At the Glenrose Rehabilitation Hospital, research and innovation are embedded into every stage of care. From early ideas to real-world adoption, students play a vital role — contributing technical expertise, creativity, and a fresh perspective that helps transform ideas into solutions for patients and clinicians.
Each year, the Glenrose’s research and innovation (R&I) team welcomes students from across Canada through co-op placements. With backgrounds spanning mechanical, electrical, and oftentimes, biomedical engineering, these students gain hands-on experience advancing technologies that directly impact rehabilitation care.

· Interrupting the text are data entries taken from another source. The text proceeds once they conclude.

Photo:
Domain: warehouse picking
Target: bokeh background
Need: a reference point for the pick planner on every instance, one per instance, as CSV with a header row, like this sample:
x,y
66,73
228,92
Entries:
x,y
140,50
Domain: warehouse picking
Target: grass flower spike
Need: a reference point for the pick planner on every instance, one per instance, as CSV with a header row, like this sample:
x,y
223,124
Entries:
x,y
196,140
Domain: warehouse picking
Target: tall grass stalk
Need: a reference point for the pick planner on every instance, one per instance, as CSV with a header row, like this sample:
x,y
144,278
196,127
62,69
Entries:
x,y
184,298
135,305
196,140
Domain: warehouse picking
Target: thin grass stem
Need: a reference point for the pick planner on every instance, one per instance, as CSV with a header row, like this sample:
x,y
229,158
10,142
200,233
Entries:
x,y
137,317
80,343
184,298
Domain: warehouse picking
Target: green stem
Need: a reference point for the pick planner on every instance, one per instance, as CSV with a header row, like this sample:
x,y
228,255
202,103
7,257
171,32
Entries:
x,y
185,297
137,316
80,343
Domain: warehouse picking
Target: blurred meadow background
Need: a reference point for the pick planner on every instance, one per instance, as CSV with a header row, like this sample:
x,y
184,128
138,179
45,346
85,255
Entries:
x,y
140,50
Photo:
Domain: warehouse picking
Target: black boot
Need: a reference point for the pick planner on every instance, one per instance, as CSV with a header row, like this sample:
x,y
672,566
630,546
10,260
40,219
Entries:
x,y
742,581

“It’s a great learning experience for these engineering students to get perspectives that they normally wouldn’t get in the classroom,” says Tod Vandenberg, project engineer at the Glenrose. “They get to see challenges from a clinical and patient-centered point-of-view.”
The R&I centre most recently hosted six students whose work focused on both internal hospital projects and collaborations with local health-tech companies. Internal projects often begin with a problem identified by a clinician — something they wish existed to make rehabilitation easier and more effective. Industry collaborations, on the other hand, bring early-stage medical technologies into the hospital environment for refinement, testing, and validation.
Regardless of where the project begins, the focus always comes back to one thing: improving patient care.
“We always try to bring it back to the hospital,” says Kayla St Pierre, research and innovation coordinator. “Even when we’re working with industry partners, we’re always asking how this can benefit clinicians and patients at the Glenrose.”
Industry Collaborations
This year, students Chelsea, Brian, and Sophia, dedicated their placements to collaborations with local health-tech companies ArmLock and KarmaMedical, helping refine their technologies.
A New Way to Treat Tennis Elbow
Tennis elbow, an injury that causes pain and stiffness in the forearm, can make simple daily tasks like lifting objects or turning a doorknob difficult. That’s why Edmonton physiotherapist Mark Laurensse developed the ArmLock Brace — a device that holds the arm in a therapeutic position providing a gentle, controlled stretch to relieve muscle pain associated with the injury. By helping the user hold their stretch, Laurensse’s device makes it easier and more accessible for patients to engage in therapy at home.
But as any innovator knows, bringing a great idea to life requires iteration. That’s where Sophia, a fifth-year biomedical engineering undergrad at the University of Alberta, came in.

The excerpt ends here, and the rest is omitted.